In patients with asthma, salmeterol and formoterol increase lung function, reduce asthmatic symptoms and improve quality of life when compared with placebo. Both drugs protect against exercise-induced asthma, although some tolerance develops with regular use. Tolerance to the bronchodilator effects of formoterol has also been seen, although this is small and most of the beneficial effects are maintained long-term. Both drugs have been shown to reduce asthma exacerbations but only in studies in which most patients were taking an inhaled corticosteroid. Adding a long-acting β2-agonist provided better control than increasing the dose of inhaled corticosteroid in several studies. Long-acting β2-agonists also provide better asthma control than use of regular short-acting β2-agonists and theophylline. Their relative efficacy compared with leukotriene antagonists is uncertain as yet. Formoterol appears to be at least as safe and effective as a short-acting β2-agonist when used on an ‘as required’ basis.
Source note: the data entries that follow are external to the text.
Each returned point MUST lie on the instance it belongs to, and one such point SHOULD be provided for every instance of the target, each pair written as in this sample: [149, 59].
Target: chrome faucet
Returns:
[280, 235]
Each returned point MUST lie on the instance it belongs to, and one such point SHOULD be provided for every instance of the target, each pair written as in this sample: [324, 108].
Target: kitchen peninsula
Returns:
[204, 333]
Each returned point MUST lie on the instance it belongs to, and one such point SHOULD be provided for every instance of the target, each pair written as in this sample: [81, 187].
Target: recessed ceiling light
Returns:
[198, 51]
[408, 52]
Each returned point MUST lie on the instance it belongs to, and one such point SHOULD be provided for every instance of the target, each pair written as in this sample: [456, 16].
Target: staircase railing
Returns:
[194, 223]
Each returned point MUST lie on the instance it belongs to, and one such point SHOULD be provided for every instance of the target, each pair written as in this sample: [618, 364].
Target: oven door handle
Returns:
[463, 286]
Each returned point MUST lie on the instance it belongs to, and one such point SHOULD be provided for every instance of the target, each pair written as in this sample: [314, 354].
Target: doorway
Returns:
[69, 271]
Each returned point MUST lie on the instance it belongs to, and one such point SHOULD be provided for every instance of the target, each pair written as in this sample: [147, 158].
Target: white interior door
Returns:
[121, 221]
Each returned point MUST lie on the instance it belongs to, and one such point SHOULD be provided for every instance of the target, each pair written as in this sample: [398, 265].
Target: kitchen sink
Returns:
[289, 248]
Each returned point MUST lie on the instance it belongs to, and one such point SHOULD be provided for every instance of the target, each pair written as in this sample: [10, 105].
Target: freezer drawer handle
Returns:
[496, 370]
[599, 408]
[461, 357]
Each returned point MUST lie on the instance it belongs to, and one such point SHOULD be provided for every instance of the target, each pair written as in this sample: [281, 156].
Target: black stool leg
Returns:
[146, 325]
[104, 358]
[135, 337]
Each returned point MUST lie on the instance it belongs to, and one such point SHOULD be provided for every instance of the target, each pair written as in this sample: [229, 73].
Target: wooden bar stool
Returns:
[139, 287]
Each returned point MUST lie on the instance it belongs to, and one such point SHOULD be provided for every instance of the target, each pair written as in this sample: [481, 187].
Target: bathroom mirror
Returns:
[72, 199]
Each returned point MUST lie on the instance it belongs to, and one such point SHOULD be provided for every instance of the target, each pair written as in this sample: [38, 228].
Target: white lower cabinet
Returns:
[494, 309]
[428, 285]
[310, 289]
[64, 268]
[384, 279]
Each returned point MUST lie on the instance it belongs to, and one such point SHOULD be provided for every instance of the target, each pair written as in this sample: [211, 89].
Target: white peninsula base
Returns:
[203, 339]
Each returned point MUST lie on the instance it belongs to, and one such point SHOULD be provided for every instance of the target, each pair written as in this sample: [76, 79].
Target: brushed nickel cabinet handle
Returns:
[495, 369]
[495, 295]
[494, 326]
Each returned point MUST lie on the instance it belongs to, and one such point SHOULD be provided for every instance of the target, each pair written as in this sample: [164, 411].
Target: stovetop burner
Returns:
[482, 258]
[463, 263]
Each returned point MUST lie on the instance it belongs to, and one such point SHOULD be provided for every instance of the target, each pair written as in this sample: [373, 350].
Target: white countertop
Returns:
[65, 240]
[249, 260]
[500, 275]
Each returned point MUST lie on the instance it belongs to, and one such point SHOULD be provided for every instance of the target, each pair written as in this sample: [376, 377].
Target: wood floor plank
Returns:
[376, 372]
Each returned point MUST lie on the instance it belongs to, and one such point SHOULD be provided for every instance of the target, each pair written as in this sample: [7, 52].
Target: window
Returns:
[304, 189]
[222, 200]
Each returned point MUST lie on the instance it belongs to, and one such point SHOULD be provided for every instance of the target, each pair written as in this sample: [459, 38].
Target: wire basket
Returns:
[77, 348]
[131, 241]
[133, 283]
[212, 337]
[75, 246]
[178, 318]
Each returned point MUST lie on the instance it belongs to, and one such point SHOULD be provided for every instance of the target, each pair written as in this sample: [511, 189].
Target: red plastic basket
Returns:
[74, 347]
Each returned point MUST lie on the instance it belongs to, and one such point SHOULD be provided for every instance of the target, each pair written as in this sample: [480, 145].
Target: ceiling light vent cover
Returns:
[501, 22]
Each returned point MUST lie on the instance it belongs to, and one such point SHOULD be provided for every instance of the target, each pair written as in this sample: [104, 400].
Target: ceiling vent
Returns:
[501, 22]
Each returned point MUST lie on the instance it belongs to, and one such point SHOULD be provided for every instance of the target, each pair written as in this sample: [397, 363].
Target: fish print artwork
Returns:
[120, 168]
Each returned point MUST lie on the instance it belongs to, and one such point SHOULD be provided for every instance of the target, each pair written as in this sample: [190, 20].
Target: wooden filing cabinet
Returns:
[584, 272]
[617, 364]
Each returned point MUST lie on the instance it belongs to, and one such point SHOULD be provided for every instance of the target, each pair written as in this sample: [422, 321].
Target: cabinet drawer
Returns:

In patients with COPD, both salmeterol and formoterol offer improved lung function and reduced COPD symptoms compared with placebo, and quality of life has been improved in some studies. Some tolerance to the bronchodilating effect of salmeterol was seen in one study. Most studies have not found a significant reduction in exacerbations in COPD. Both drugs have provided greater benefit than ipratropium bromide or theophylline; there are limited data on tiotropium bromide.

The long-acting β2-agonists cause predictable adverse effects including headache, tremor, palpitations, muscle cramps and a fall in serum potassium concentration. Salmeterol can also cause paradoxical bronchospasm. There is some evidence that serious adverse events including dysrhythmias and life-threatening asthma episodes can occur; however, the incidence of such events is very low but may be increased in patients not taking an inhaled corticosteroid.

Salmeterol 50μg twice daily and formoterol 12μg twice daily are effective and safe in treating patients with asthma and COPD. Higher doses cause more adverse effects, although serious adverse events are rare.